AVI accompagne les 126 plaignantes, dont 32 font état de brûlures. Des influenceurs ont fait la promotion d'Epil House sur leurs réseaux. Isabelle confie avoir été « agrippée » par un message de l'influenceur Aqababe, clamant que « c’était neuf, que les appareils fonctionnaient bien et tout ». Epil House lui a accordé une « réduction pour les gens qui viennent de (la) part d’un influenceur ». Dans la plainte, Me Lahoud-Heilbronner estime « qu’il conviendra également d’interroger le rôle des influenceurs ». Les influenceurs Anissa Two Sisters, Poupette Kenza, Maeva Ghennam, Marwa Merazka, Milla Jasmine, Soukaina Two Sisters, Sarah Fraisou, Selma & Sofiane, Ruby Nikara, mentionnés par AVI, n'ont pas répondu aux sollicitations de l'AFP. L'avocat d'Aqababe n'a pas donné suite.
Des centres fermés et des responsables recherchés
Les trois centres qu'Isabelle a fréquentés en région parisienne ont cessé leur activité les uns après les autres.
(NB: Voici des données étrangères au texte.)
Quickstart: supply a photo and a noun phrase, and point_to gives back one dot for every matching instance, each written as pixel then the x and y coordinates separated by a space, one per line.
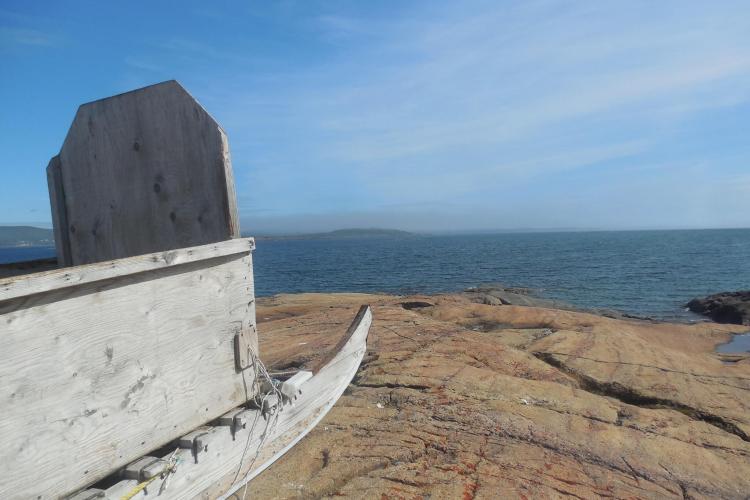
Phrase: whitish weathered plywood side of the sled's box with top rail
pixel 102 363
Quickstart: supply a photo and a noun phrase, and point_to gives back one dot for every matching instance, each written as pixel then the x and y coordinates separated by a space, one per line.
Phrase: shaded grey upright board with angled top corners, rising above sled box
pixel 141 172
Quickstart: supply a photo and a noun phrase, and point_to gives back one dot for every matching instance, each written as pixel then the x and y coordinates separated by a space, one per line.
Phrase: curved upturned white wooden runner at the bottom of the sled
pixel 234 458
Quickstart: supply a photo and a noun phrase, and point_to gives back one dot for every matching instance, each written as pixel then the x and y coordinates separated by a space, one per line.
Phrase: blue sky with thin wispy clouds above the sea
pixel 414 115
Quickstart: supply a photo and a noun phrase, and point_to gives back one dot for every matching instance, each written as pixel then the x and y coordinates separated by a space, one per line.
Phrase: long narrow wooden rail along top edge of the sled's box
pixel 13 287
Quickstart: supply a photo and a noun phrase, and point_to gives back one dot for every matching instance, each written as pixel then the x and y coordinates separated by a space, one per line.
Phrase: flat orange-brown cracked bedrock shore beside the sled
pixel 459 399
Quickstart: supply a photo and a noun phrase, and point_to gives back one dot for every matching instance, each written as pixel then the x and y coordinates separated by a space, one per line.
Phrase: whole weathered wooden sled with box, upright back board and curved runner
pixel 129 366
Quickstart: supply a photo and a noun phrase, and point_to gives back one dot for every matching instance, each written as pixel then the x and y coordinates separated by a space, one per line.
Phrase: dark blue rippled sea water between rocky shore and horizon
pixel 645 273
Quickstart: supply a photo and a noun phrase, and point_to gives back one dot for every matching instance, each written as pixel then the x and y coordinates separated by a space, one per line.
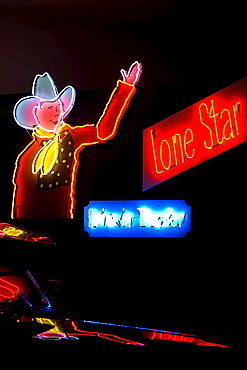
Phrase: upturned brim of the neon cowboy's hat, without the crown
pixel 34 100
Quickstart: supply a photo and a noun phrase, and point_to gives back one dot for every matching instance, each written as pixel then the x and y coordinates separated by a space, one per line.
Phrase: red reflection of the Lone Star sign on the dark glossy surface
pixel 181 338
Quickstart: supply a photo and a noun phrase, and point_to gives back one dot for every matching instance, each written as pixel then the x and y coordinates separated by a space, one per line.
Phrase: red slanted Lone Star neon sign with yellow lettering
pixel 197 133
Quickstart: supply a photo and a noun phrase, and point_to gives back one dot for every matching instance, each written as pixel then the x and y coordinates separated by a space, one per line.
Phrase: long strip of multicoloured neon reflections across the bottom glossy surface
pixel 34 326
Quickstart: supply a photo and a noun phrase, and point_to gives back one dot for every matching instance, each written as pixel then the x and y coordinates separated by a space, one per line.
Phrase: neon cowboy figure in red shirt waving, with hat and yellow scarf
pixel 45 171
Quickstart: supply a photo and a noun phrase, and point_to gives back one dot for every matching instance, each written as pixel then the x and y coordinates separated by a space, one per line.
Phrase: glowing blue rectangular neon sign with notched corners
pixel 138 218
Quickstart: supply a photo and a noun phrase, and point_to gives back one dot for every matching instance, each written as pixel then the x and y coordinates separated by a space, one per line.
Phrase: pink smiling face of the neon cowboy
pixel 48 114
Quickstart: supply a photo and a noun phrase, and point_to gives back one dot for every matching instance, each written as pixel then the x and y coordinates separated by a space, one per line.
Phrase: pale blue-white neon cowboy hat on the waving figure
pixel 43 89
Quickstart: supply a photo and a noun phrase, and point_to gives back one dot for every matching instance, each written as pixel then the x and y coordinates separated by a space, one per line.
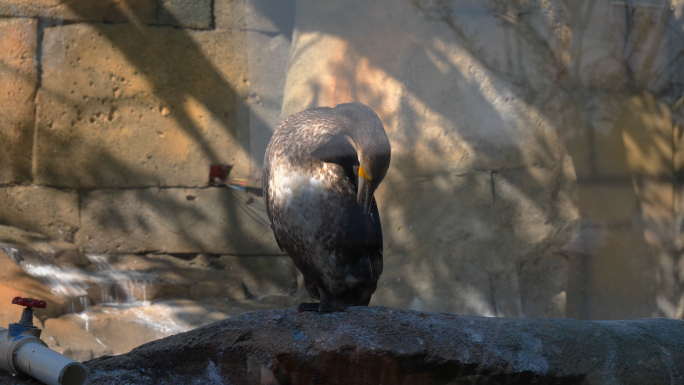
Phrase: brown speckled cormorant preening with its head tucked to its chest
pixel 321 169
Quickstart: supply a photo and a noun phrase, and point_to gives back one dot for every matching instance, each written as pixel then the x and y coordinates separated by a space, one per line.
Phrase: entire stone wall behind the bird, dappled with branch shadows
pixel 535 166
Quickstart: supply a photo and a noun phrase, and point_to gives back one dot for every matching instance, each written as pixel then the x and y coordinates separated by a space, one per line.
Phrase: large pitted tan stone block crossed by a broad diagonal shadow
pixel 133 106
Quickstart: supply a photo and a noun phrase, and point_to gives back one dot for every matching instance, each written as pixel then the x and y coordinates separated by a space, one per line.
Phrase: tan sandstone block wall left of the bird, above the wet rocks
pixel 115 112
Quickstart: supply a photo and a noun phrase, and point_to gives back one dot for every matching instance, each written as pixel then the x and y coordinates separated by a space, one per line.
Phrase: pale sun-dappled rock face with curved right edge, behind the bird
pixel 479 186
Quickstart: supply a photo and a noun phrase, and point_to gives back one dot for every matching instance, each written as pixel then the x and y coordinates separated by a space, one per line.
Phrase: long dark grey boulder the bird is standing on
pixel 379 345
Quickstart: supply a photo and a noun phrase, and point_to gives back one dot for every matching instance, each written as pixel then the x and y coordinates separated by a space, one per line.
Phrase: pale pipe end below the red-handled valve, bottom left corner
pixel 26 354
Elle passe souvent devant celui d'Argenteuil où le courrier s'entasse sous le rideau métallique. Ses réclamations sont restées lettre morte. Les derniers signes d'activité du réseau Epil House sur les réseaux sociaux remontent à l'été 2025. Sollicité par mail, le réseau n'a pas répondu. « Les plaignantes attendent surtout de savoir qui sont les responsables de telles pratiques car aujourd’hui nous avons plus de 200 victimes qui souhaitent savoir à qui demander des comptes », expose Me Lahoud-Heilbronner. La plainte a été déposée contre X, mais « l’affaire ne se limite toutefois pas aux 126 plaintes déposées : à ce jour, 268 clientes mettent en cause les centres Epil House », souligne AVI.
Jean-Baptiste Boisseau conclut : il y a une « construction un petit peu mafieuse de ces réseaux qui se montent très rapidement, qui arrivent à faire venir très rapidement beaucoup de gens et beaucoup de cash, et après, tout le monde disparaît dans la nature ».